Three SAP Vulnerabilities You Need to Patch Right Now
If you are using SAP mobile than your private information is at risk even if it is encrypted. Today Onapsis, SAP security company, has released information regarding three critical vulnerabilities in SAP Mobile.
All these vulnerabilities were quickly fixed by SAP, however systems that did not apply patches remain open to security breaches. Since the prodcut is used by many leading enterprises across the globe, this vulnerability must be taken very seriously and patches should be applied immediately.
As it appears SAP Mobile uses predictable encryption passwords for configuration and these vulnerabilities make it possible to expose other parts of the SAP business software to an attack.
Three discovered flaws allow recovery of keystream, using which a cyber attacker can get an access to vulnerable device and decrypt all credentials and private information. Giving an unauthorized user access to log-in credentials located in a vulnerable device. Log-in data would allow an attacker to connect to other business applications and access or modify business information.

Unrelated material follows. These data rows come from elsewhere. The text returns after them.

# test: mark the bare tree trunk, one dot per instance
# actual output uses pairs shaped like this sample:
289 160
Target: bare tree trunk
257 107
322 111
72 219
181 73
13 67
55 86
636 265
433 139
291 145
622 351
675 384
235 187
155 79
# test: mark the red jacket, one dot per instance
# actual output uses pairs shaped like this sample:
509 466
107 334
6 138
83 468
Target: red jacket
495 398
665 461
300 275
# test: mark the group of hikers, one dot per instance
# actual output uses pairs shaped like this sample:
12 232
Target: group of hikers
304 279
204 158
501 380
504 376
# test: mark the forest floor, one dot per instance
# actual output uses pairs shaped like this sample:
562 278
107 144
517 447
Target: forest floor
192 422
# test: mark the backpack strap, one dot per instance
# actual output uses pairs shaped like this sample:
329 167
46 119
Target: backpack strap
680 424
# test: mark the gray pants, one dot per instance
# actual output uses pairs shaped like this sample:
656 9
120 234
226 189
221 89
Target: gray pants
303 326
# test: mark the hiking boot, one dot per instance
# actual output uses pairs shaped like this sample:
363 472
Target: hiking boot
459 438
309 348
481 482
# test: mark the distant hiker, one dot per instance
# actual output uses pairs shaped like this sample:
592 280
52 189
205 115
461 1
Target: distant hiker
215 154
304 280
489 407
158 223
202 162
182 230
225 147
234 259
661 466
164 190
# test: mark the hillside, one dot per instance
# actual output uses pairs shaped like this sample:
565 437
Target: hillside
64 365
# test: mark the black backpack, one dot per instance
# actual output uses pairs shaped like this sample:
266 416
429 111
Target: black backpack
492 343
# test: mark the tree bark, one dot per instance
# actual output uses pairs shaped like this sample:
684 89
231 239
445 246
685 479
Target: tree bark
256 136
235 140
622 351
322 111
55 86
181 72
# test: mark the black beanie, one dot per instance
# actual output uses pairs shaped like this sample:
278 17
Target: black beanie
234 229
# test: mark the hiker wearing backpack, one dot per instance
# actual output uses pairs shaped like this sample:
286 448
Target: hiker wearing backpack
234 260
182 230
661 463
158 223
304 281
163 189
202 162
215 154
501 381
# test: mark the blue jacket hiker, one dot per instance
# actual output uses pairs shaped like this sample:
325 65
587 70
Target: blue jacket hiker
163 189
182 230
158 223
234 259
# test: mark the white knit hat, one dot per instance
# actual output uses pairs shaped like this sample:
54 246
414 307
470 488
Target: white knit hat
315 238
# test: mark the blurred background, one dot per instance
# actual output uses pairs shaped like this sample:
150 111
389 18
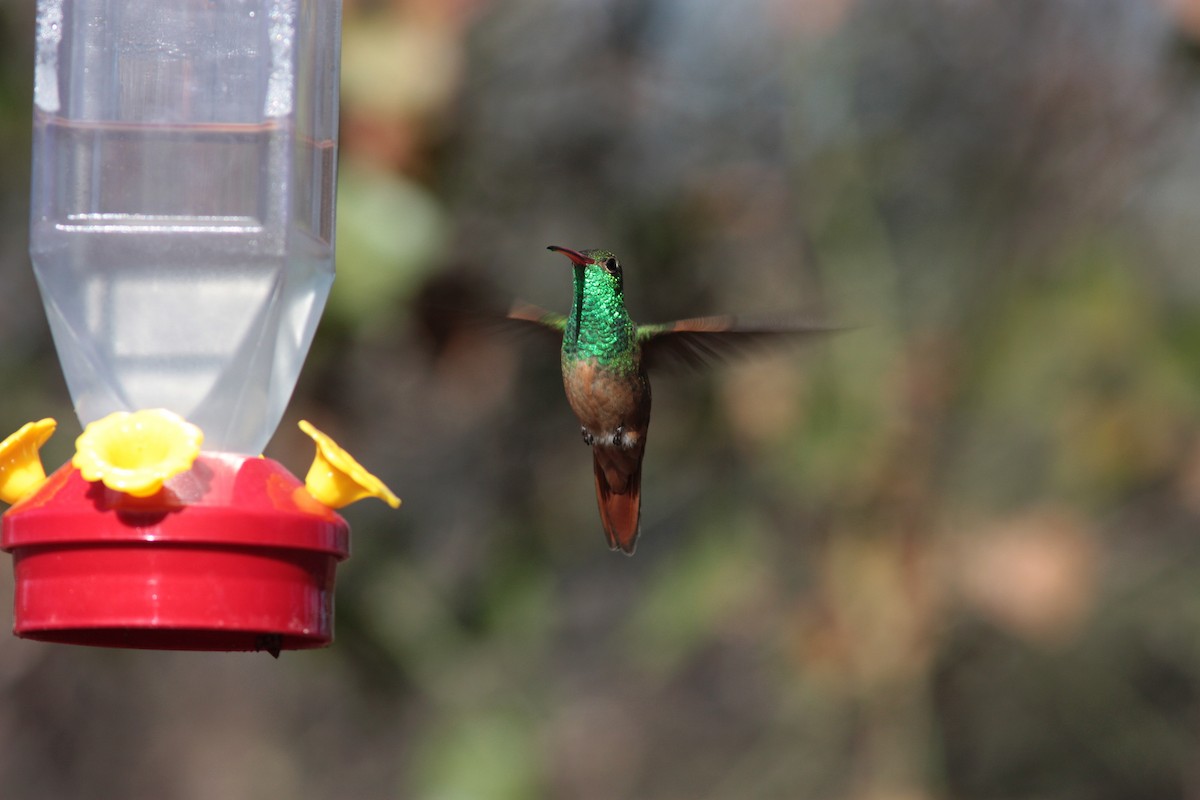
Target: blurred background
952 553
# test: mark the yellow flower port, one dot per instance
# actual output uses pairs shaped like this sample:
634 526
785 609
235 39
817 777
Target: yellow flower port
136 452
21 465
336 480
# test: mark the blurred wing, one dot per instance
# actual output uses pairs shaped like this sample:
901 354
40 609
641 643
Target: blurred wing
702 340
526 312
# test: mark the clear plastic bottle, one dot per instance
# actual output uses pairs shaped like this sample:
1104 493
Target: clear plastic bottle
183 203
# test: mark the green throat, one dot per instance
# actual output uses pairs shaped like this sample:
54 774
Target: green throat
599 326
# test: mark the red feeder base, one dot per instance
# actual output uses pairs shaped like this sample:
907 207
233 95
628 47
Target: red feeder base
233 554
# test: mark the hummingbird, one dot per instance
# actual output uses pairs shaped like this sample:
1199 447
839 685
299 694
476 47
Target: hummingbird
605 358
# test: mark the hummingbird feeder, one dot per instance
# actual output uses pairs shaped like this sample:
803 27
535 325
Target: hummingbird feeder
183 241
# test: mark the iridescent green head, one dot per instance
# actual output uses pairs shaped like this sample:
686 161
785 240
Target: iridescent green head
598 326
600 265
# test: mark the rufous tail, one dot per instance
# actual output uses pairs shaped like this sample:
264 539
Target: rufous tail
619 494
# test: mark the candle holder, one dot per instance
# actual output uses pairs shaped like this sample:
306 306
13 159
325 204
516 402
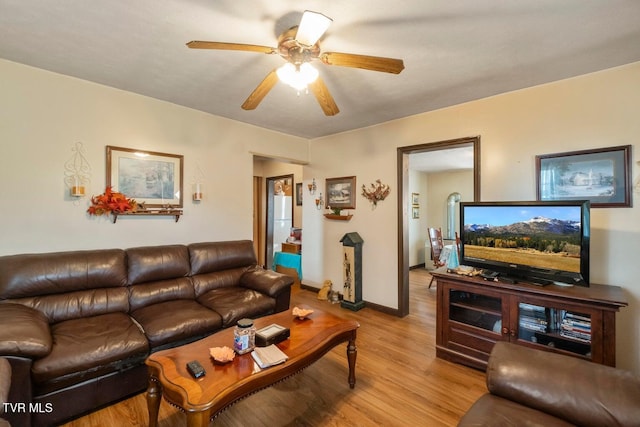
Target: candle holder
319 202
77 172
197 192
312 187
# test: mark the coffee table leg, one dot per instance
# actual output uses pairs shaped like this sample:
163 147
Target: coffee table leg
198 419
154 395
352 352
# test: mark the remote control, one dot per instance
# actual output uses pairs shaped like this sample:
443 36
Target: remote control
195 369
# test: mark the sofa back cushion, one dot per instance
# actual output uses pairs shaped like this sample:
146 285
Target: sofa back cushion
573 389
150 293
203 283
154 263
66 285
158 274
59 272
208 257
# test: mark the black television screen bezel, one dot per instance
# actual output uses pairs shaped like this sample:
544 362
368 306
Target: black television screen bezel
529 273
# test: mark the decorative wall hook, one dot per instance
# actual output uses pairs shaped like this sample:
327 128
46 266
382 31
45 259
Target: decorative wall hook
376 192
197 185
77 171
312 187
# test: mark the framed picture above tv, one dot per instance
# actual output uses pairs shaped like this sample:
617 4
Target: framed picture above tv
601 176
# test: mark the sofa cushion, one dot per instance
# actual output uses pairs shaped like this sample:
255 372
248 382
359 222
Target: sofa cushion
597 395
234 303
153 263
205 282
207 257
492 410
87 348
161 291
174 321
74 305
60 272
5 382
24 332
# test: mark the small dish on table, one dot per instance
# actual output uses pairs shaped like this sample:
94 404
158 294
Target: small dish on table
222 355
301 313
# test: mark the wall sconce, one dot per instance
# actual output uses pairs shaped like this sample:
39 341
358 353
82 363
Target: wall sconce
197 192
312 187
197 186
319 202
77 173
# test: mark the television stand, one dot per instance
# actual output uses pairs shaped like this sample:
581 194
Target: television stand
473 314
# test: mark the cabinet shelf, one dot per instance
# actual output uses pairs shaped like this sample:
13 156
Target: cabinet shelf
474 314
176 213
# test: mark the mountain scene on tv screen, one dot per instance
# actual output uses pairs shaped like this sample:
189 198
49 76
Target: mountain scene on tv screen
539 241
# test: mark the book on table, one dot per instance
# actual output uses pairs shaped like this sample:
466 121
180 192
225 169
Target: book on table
268 356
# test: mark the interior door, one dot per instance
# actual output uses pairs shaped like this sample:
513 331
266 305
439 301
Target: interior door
279 214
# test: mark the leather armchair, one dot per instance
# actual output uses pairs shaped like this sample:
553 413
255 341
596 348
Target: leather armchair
536 388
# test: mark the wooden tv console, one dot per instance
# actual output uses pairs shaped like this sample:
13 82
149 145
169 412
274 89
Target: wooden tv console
473 314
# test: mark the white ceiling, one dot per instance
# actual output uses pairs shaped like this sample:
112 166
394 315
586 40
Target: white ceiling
453 50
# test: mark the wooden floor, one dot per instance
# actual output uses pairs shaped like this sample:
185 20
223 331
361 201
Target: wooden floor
399 381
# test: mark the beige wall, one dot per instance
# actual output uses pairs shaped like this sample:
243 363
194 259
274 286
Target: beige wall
591 111
43 115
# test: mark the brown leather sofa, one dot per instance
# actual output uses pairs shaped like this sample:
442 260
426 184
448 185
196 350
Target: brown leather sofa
529 387
79 325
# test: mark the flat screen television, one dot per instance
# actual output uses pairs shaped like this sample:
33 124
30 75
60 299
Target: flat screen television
537 242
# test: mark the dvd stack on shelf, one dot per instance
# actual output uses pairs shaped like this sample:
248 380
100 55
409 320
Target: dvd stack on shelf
533 318
576 326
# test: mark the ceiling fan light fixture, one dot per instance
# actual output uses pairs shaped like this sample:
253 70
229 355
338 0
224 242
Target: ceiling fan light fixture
312 26
297 77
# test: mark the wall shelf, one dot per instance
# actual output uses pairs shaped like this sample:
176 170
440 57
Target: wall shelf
338 217
172 212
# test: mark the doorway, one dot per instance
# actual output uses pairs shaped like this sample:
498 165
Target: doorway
404 201
279 214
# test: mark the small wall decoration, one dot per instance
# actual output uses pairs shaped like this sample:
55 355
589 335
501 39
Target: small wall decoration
600 175
340 193
77 171
376 192
299 194
152 178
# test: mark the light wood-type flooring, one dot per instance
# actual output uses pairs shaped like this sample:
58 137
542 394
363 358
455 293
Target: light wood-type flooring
399 381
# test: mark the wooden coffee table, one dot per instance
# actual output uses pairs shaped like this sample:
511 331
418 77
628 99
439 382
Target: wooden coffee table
204 398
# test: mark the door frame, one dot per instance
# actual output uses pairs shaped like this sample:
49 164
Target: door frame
268 240
404 201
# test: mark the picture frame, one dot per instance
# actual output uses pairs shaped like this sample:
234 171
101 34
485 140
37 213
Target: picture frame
299 194
600 175
149 177
340 193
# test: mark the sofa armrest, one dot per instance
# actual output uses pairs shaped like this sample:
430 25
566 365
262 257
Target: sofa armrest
576 390
25 331
266 281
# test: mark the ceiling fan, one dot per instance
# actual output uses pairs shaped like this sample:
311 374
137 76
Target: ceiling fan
299 46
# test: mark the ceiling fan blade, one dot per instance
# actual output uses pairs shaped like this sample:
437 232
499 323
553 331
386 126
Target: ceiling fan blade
373 63
324 98
261 91
197 44
312 26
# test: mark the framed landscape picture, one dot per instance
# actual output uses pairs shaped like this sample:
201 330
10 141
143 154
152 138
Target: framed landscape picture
601 176
340 193
152 178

SAP Mobile is used by huge amount of companies to develop apps for their customer, employees and partners. Depending on organizational structure of a company these critical vulnerabilities prevent access control to most valuable information, such as: budgeting, planning and forecasting, project information, customer data, financial statements and much more, thus exposing important data useful for cyber spies.
Later the company has released a statement, urging everyone to patch their systems:
We provide recommendations on the secure setup and operation of SAP systems, and we regularly issue critical security patches. Although we strongly urge customers to implement those patches and recommendations in a timely manner, we often do not have control over when this is done.